It’s very rare that a video game can make me physically disgusted at myself for a decision I’ve made. Most games with decision systems have a black and white morality system where you can do evil things but they always empower you in the universe. Hell, it can be more fun to play as a bad guy in Fallout 3 than to be strictly good. The Walking Dead does not work that way, and it’s a significantly more fulfilling system for it. There’s a moment in Heavy Rain where Ethan Mars, one of the four protagonists, has to choose whether or not to fatally poison himself in order to save the life of his son. There are two moments in Long Road Ahead that are tougher. One was the single most difficult thing I’ve ever done in a game. I knew it had to be done and that somebody had to do it (and that it should be Lee), but actually pushing the button to make Lee follow through with that action was physically painful. The other moment was more morally grey but I’m still questioning whether I did the right thing.

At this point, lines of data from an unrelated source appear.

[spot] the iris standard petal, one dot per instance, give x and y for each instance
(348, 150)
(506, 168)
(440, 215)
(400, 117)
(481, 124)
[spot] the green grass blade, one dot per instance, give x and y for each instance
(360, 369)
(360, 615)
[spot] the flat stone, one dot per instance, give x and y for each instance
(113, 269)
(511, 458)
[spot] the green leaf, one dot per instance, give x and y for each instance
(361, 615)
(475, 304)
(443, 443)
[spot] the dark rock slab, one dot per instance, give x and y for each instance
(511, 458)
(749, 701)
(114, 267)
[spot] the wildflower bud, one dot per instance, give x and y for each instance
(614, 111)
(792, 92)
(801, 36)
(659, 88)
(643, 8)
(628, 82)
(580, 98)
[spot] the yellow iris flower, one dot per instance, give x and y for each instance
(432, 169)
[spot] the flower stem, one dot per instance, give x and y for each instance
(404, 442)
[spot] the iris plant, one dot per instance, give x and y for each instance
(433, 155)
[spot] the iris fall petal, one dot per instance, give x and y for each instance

The episode fell into some old trappings of the franchise though (and created some new ones in the process). The action kicks up a little bit but the controls are so spotty that they didn’t play as well as they should have. I was concerned that something I did caused one of the bad things in the episode later because I couldn’t handle the action well enough, but I was glad to see it was just inevitable. The lip syncing was way off during certain sections of the episode, and at one point, I encountered a game-breaking bug which forced me to reset the game in a key moment. They were small complaints in an episode of what I can honestly call one of the few video games that has ever made me cry. If you aren’t emotionally wrecked by the end of Long Road Ahead, you might be a sociopath.